My day job is also developing this sort of highly performance java applications, I guess it helps.
> What is your stack, elastic search or something simper?
It's a custom index engine I built for this. I do use mariadb for some ancillary data and to support the crawler, but it's only doing trivial queries.
> How did you crawl so many websites for a project this size?
It's not that hard. Like it seems like it would be, and there certainly is an insane number of edge cases, but if you just keep tinkering you can easily crawl dozens of pages per second even on modest hardware (of course distributed across different domains).
> Did you use any APIs like duck duck go or data from other search engines?
Nope, it's all me.
> Are you still incorporating something like PageRank to ensure good results are prioritized or is it just the text-based-ness factor?
I'm using a somewhat convoluted algorithm that takes into consideration the text-based-ness of the page, but also how many incoming links the domain has, but it's a weighted value that factors in the text-based-ness of the origin domains.
It would be interesting to try a page rank-style approach, but my thinking is that because it's the algorithm, it's also the algorithm everyone is trying to game.
Is there any way that you can get an HTTP certificate?
I use an old iPhone 4S, and most of the modern web is inaccessible due to TLS. Hacker News and mbasic.facebook are two of the last sites I can use.
Usually text-based sites are more accessible, so this could be really useful to help me continue using my antique devices!
Interesting idea. Definitely see an overlap with eReader markets and looking at text only contents.
How does it work?
I use external libraries for parsing HTML (JSoup) and robots.txt; but that's about it.
But I've since expanded my websites, so now I think these play a decent role in later iterations, although they are virtually all of them pages I've found eating my own dogfood:
It's hosted on my consumer-equipment server (Ryzen 3900x, 128Gb ram, Optane 900p+a few IronWolf drives), bare bones on Debian.
I have a criticism that I think may pertain to the ranking methodology.
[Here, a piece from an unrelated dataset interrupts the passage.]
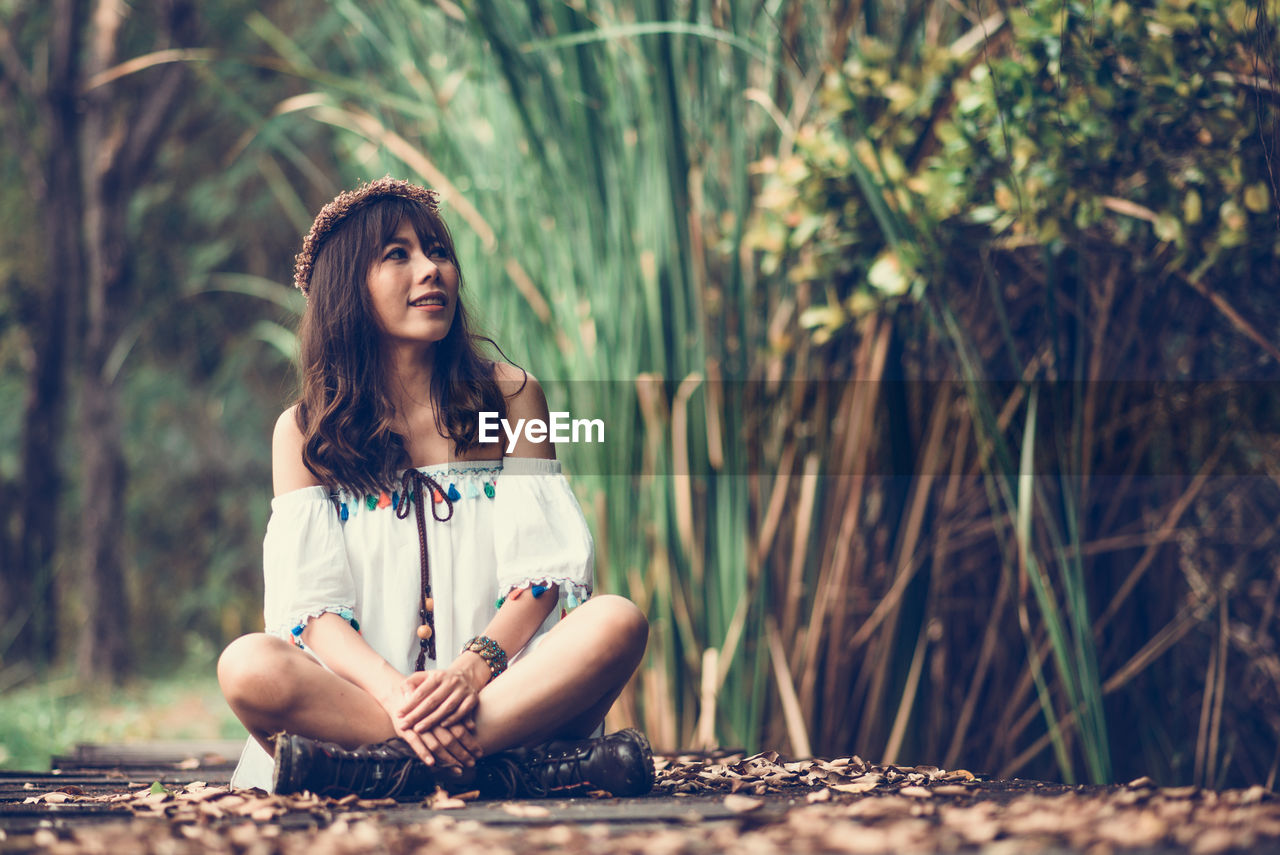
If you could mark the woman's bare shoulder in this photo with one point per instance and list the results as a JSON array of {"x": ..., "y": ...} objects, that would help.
[
  {"x": 521, "y": 389},
  {"x": 288, "y": 471}
]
I searched for "discovery of Australia". Among the top results were:
* A site claiming that the biblical flood was caused by Earth colliding with a comet (with several other pages from that site also making the top search results with other wild claims, e.g. that the Egyptians discovered Arizona);
* Another site claiming the first inhabitants of Australia were a lost tribe of Israel;
* A third site claiming that Australia was discovered and founded by members of a secret society of Rosicrucians who had infiltrated the Dutch East India Company and planned to build an Australian utopia...
Arguably, this seems to rank the way Google's engine used to, since it couldn't run JS and they wanted to punish sites that used code to change markup at render time. At least, when I used to have to do onsite SEO work, it was always about simple tag hierarchies.
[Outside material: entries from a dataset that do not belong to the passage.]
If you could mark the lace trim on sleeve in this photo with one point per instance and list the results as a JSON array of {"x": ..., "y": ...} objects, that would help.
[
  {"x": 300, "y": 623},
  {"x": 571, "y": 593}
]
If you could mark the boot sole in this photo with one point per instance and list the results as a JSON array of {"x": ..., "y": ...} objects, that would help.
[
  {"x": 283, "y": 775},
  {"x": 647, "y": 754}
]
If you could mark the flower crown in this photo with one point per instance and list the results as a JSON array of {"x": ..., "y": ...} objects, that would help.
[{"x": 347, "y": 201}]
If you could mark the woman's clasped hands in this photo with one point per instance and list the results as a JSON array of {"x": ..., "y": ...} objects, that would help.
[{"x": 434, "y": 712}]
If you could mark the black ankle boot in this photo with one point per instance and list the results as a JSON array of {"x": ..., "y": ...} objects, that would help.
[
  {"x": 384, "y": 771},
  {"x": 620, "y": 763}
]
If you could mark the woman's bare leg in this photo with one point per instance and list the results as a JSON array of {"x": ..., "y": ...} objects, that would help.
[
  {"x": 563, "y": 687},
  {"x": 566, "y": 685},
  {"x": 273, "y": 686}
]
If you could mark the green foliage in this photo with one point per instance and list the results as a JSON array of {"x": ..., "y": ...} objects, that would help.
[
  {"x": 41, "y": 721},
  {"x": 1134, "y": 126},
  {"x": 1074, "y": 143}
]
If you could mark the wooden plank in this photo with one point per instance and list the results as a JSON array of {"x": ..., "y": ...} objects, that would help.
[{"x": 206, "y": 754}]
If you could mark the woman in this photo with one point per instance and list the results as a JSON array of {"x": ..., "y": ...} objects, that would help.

I wonder whether there isn't some better metric of validity and information quality than what markup is used. Some of the sites that surfaced further down could be considered interesting and valuable resources. I think not punishing simple wall-of-text content is a good thing. But to punish more complicated layouts may have the perverse effect of downranking higher-quality sources of information - i.e. people and organizations who can afford to build a decent website, or who care to migrate to a modern blogging platform.